Ford won because he focused squarely on "the taxpayer" with populist, individualist tripe that people bought into gladly. He says he loves Toronto (and in his mind, he probably does) but has shown no interest in really promoting the city or in acting the part of leader and setting a positive example for Torontonians and world audiences.
Torontonians didn't care - because they don't seem to care that much about Toronto, either. Maybe it's because I'm from Eastern Ontario and not the megapoplis, but I rarely feel any sense of community in this city; it's a lot of people living in tight quarters, at best tolerating each other. They crowd subway doors instead of letting people off. They race lights and block intersections.
On Twitter, they are quick to mock the Mayor or his opponents, but it's like pulling teeth to try and get people to focus on the positive (evidence: three #TorontoIs campaigns that never took off, but then I never paid for help or spent time marketing the idea - I mistakenly thought something positive might catch on organically).
How on earth has it come to pass that Torontonians are so disaffected, disengaged, negative and bitter?
We can get mad at Mayors, Councilors, the media, each other as part of what makes us upset - but if we're not willing to do anything but complain, what's the point?
Einstein famously said that "we can't solve problems by using the same kind of thinking we used when we created them." It's absolutely true.
For whatever reason, Toronto has a negative, dispirited mindset that focuses on the negative and stands opposed to the very essence of community. Rob Ford is the anti-Mayor, because he doesn't believe in community, diversity or individual responsibility. And he remains a contender because of this.
The most poignant moment of Kimmel's interview with Ford was when he attempted an intervention: "If you're drinking enough that you can try crack in your 40s and you don't remember it, maybe that's something that you might want to think about."
It was a brutally frank line, but one that Ford needs to hear. It doesn't seem he did.
It reminds me of what John Stewart had to say about Toronto:
"I heard that your mayor's approval ratings went up after it came out that he smoked crack. You know what that makes you as a city, Toronto? Enablers, eh?"

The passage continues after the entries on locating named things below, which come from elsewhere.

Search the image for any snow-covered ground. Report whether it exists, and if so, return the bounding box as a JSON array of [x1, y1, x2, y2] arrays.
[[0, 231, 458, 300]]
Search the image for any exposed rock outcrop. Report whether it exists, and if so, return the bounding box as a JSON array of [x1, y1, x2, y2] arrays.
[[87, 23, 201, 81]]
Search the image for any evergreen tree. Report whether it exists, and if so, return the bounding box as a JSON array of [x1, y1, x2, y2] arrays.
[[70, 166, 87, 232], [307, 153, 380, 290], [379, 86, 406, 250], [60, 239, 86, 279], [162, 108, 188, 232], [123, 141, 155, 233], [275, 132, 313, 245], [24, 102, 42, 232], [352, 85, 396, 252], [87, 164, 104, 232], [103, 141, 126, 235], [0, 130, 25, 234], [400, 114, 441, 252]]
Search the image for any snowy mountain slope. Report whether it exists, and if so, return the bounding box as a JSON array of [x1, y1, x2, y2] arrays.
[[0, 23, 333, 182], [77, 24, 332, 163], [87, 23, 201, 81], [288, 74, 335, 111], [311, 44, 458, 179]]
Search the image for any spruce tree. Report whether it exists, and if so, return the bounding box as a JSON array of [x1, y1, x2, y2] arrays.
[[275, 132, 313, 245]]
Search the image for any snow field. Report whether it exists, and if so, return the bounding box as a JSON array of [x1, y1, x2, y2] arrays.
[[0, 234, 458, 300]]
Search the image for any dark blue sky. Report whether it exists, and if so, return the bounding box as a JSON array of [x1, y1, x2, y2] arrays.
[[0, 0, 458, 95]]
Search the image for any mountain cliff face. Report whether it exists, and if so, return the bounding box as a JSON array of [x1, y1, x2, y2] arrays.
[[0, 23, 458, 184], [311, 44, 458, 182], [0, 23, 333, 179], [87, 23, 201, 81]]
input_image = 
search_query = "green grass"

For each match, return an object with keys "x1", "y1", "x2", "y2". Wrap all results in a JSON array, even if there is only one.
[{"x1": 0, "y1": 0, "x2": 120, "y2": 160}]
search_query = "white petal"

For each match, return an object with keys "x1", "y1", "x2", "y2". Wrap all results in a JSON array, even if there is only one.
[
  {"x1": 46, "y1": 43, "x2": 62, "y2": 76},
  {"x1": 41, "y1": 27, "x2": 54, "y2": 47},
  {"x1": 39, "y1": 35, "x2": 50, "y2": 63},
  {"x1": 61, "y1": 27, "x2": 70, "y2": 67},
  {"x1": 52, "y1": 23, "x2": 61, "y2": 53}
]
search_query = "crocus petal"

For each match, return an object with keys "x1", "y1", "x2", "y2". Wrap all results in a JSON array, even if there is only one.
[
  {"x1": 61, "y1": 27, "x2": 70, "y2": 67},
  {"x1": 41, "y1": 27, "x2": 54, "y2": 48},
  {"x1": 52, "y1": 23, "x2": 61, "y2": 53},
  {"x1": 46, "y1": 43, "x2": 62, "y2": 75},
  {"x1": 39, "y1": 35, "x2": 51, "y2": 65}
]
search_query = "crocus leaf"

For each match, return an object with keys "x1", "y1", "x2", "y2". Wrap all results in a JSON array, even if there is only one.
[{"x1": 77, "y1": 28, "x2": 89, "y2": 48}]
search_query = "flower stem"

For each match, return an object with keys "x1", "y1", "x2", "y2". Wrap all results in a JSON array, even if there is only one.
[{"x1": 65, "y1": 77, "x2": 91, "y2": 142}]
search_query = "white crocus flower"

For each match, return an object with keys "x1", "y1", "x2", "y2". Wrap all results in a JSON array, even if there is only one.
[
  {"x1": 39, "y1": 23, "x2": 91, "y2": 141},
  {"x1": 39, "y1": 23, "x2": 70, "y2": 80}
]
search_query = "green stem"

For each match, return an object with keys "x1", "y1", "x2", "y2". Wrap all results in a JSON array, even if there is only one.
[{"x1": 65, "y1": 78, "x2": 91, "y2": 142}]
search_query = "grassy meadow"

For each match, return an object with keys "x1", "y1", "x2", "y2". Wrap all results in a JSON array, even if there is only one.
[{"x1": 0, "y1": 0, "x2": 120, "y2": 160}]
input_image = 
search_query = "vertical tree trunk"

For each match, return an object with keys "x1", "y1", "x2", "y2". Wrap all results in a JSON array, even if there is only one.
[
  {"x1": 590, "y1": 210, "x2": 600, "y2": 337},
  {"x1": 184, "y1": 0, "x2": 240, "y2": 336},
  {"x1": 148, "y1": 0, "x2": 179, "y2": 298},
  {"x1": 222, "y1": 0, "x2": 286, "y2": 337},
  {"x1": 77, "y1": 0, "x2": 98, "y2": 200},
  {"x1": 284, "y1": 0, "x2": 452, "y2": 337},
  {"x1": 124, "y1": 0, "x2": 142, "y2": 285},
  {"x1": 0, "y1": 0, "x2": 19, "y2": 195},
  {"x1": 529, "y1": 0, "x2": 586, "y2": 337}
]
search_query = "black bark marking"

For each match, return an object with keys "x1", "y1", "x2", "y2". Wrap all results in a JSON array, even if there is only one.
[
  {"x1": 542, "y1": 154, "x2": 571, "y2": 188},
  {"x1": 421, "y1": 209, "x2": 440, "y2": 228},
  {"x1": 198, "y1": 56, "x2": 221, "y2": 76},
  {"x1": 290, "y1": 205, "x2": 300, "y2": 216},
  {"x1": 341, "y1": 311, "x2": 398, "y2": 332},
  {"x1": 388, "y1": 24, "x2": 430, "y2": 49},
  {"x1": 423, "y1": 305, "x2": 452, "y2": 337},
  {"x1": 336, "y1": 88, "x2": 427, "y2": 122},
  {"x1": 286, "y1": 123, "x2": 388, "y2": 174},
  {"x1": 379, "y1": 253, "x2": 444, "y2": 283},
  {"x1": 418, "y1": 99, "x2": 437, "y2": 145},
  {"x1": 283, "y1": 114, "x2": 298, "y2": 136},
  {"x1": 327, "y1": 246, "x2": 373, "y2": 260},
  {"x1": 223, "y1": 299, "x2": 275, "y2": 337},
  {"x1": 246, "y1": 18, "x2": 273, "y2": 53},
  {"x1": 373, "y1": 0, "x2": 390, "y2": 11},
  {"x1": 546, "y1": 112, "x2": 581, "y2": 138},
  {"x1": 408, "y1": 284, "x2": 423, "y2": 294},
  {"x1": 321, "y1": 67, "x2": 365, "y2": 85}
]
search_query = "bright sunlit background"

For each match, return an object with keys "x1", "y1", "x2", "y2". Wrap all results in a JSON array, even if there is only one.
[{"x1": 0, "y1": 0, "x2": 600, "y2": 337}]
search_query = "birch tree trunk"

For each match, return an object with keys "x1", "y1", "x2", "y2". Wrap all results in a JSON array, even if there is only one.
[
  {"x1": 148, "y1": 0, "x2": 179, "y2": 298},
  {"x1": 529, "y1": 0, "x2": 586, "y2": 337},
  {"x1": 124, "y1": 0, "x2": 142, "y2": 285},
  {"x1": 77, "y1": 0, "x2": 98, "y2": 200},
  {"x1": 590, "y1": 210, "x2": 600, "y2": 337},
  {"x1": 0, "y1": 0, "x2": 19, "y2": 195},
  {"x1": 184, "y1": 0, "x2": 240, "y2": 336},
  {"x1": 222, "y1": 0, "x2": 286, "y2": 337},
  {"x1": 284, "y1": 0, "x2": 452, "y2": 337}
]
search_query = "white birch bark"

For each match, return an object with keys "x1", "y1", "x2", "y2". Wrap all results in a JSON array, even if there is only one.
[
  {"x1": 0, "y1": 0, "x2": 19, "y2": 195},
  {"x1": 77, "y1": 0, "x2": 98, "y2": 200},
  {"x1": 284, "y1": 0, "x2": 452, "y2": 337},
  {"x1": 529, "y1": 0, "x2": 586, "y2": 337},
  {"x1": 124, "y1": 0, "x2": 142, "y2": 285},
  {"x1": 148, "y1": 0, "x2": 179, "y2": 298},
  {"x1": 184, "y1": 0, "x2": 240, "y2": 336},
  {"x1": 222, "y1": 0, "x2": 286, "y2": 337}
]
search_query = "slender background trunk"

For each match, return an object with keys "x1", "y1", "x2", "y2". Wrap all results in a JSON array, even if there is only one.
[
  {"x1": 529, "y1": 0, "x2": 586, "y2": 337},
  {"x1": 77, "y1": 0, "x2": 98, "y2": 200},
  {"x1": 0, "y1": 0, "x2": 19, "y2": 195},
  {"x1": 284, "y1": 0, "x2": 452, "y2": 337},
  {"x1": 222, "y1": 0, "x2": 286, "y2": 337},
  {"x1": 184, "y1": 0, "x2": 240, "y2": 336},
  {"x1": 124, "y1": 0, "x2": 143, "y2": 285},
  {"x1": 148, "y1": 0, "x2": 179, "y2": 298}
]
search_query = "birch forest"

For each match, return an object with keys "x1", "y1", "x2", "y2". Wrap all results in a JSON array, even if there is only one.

There are a lot of good, community-minded people in this city doing amazing things, often on a volunteer basis, to make our city better. I would imagine they aren't the majority.
We who live in Toronto can continue to attack Ford, attacks his opponents and complain about the mockery being made of this city, we are the city. If we choose to place all the responsibility for leadership on one man who we know isn't up to the job, that's not on him - it's on us.
Yes, Councilor Robinson, the world is mocking Toronto. But we've given them no reason not to.
This is Toronto's intervention moment as much as it is Rob Ford's. We can pay attention and clean up our own act, or we can keep on complaining and finding others to blame.
But if that's the path we choose to take, we have no place mocking Rob Ford. He's not Toronto's problem, just a symptom of our own social malaise.
The best leaders are conduits. If we end up with leaders who embarrass our city and fuel divisions among the people, that's not on them - it's on us.
Let's stop standing against others and putting ourselves first, Toronto. Let's be a community for once.
Then, instead of being mocked for what we say we aren't, we can be celebrated for what we are.